Libyan protesters demanding greater representation gather around burnt ballot boxes and electoral material outside a polling station in the eastern city of Benghazi on July 7, 2012.
Acts of sabotage have prevented more than 100 polling stations from opening in eastern Libya, while hundreds of protesters burned ballots in the country’s first post-Gaddafi election.
"Some of the polling stations were not opened. Because of security reasons, logistical materials haven't reached them," the electoral commission's chairman Nuri al-Abbar said on Saturday.
"Ninety-four percent of polling stations opened," he added.
In the eastern city of Benghazi, Gunfire was heard after around 200 protesters filled the city’s major square to demand greater representation for their region.
Armed men also attacked a polling station at Tulay Tala School in southwest Benghazi, destroying the ballot boxes and firing into the air before fleeing.
Libyans historic election on Saturday is the first democratic vote following four decades of rule under slain dictator Muammar Gaddafi.
The nation’s electoral law allocates 60 seats to the east and 102 to the west, while the remaining 38 seats will go to the rest of the country.
However, Libya’s easterners complain of being neglected by the interim leadership in the capital Tripoli and say their oil-rich region should have greater autonomy and more access to financial resources.
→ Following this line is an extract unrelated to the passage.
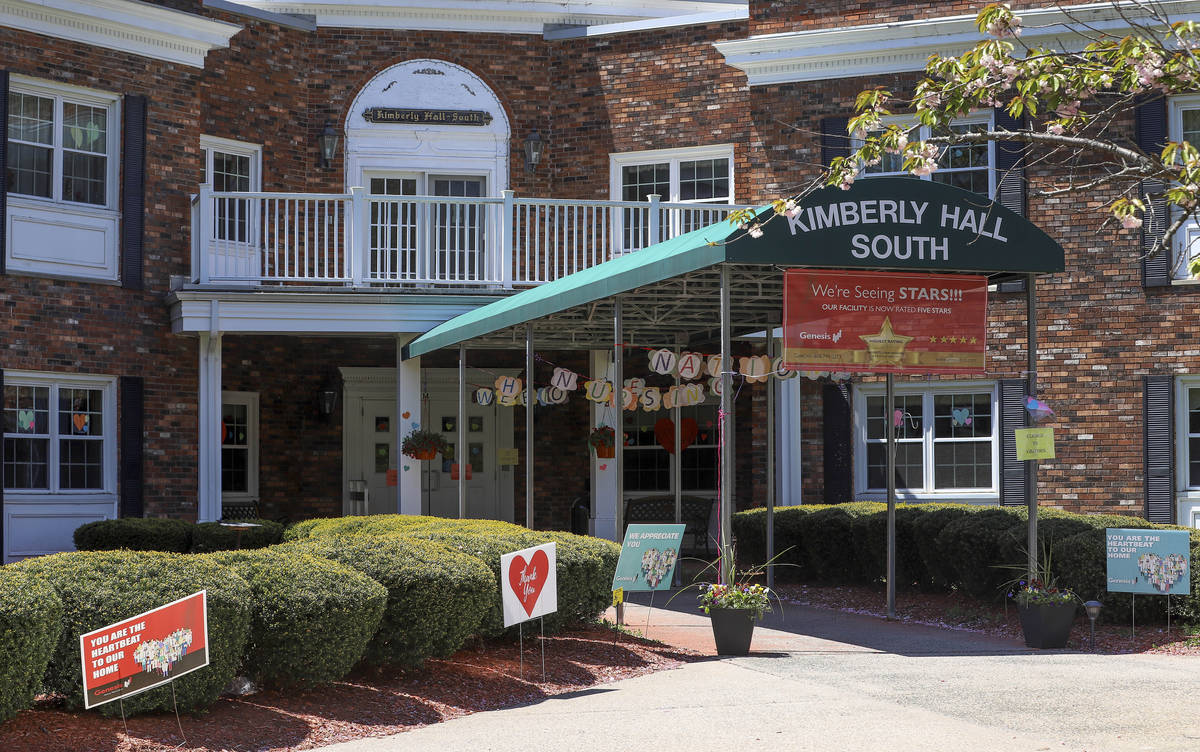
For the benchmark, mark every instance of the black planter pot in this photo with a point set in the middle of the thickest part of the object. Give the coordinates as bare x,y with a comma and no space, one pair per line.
732,630
1047,625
An election worker was killed after gunmen targeted a helicopter carrying ballots south of the eastern city of Benghazi on Friday, according to the Libyan army.
On Thursday, the main storage center for election materials in the eastern town of Ajdabiya caught fire with officials suspecting that the incident was an arson attack.
Libyans will elect a 200-seat National Assembly, from among over 2,500 independent candidates and more than 140 political entities.
The elected assembly will then appoint a new prime minister and help draft the new constitution.